Pneumococcal surface protein A (PspA) is a virulence factor that ranges in size among different strains from 67 to 99 kDa [21], [22]. Despite structural polymorphism, PspAs are immunologically cross-reactive [22], [23]. Although capsule has been reported to largely mask the exposure of pneumococcal surface antigens [9], [24], the exposure of PspA on live pneumococci, as detected by surface fluorescence with monoclonal Ab to PspA, is relatively unaffected by the capsule [25], although in some cases (this manuscript) capsule can reduce the binding of polyclonal antibody to PspA.

PspA has been shown to inhibit complement activation and deposition [26], [27]. Mutants lacking surface expression of PspA are less virulent and are cleared from the blood at a faster rate than their parent strains [9], [28], [29], [30], [31]. In at least some strains of pneumococci, mutants lacking PspA exhibit less colonization than the parent bacteria [12], [32]. PspA is protective against phagocytosis and killing by complement-dependent and complement-independent mechanisms [33]. PspA is also highly immunogenic and immunity to PspA has been shown to protect mice against lung infection, nasal colonization, and sepsis with S. pneumoniae [34], [35], [36], [37], [38] and to enhance complement deposition on pneumococci [9] and killing by phagocytes [39], [40].

PspA is the only pneumococcal surface protein that binds to human lactoferrin. It binds to both conformational forms of human lactoferrin, namely, hololactoferrin (holo-hLF, the iron-saturated form) and apolactoferrin (apo-hLf) the iron free form of human lactoferrin [41], [42]. This observation led to the discovery, using pspA mutants, that PspA can protect against killing of pneumococci by apo-hLf [43]. We also observed that antibody to PspA blocked binding of lactoferrin to PspA and increased the ability of apo-hLf to kill pneumococci [42], [44]. Apo-hLf is found in elevated levels in secretions and in serum during inflammation [41], [42], [43]. Apo-hLf is part of the innate immune system and is thought to help provide protection at the mucosal surfaces against pathogens [45]. When apo-hlf reaches pneumococci its N-terminal end is hydrolysed by a pneumococcal protease and the cationic peptides released are bactericidal for pneumococci [46]. PspA has been found to protect against these apo-hLF peptides [43], [46] and against other cationic peptides (Mirza et al. unpublished). The binding of apo-hlf and it peptides to PspA prevents them from reaching the cell membrane and causing cell death [44]. The susceptibility of pneumococci to killing by apo-hLf was found to vary among different pneumococcal strains [43]. It was not known, however, if this variability in killing by lactoferrin was due to differences in binding of apo-hLf to PspA as a result of structural heterogeneity in PspA or differences in capsular type, which might affect protection against killing by lactoferrin.

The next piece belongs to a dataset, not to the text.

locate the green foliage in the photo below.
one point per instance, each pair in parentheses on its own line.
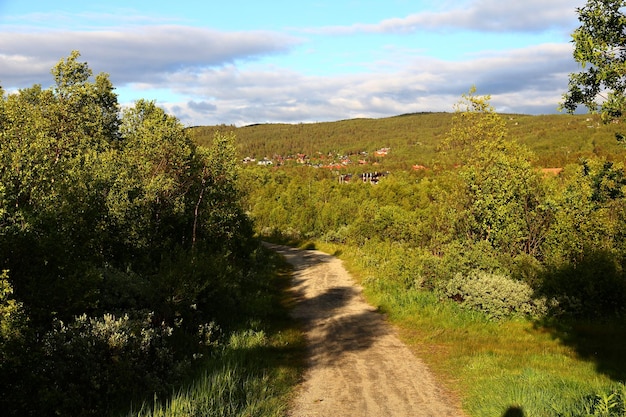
(599,48)
(127,247)
(495,295)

In the present study we have examined the association between variability in susceptibility to killing by apolactoferrin and changes in PspA and capsule type. We examined the effects of capsular types and different variants of PspA on resistance to killing. Effects of PspA on live pneumococci were measured by exchanging pspA genes between lactoferrin resistant and susceptible strains. The role of capsule on resistance to killing by apo-hLf was examined using isogenic mutants lacking capsule, or expressing a different capsule.

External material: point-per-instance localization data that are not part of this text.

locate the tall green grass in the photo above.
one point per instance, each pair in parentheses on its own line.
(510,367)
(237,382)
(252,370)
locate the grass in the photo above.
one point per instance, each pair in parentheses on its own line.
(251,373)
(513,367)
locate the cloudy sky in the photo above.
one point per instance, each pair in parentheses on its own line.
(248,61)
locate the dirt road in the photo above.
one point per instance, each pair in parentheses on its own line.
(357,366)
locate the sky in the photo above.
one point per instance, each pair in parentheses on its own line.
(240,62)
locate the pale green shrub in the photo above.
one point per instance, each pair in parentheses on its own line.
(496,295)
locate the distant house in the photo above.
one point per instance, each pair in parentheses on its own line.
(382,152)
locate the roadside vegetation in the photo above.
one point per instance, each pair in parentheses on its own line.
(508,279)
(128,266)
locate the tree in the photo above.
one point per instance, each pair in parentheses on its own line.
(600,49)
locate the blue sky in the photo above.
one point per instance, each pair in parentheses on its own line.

Our results indicated that some PspAs are more protective against apo-hLf than others and the protection against apo-hLf was strongly associated with the amount of apo-hLf that was bound to the PspA of each pneumococcus. In some cases the removal of capsule resulted in more binding by apo-hLf and more protection against killing by apo-hLf, in other cases removal of capsule had little or no effect on apo-hLf binding or killing by apo-hLf.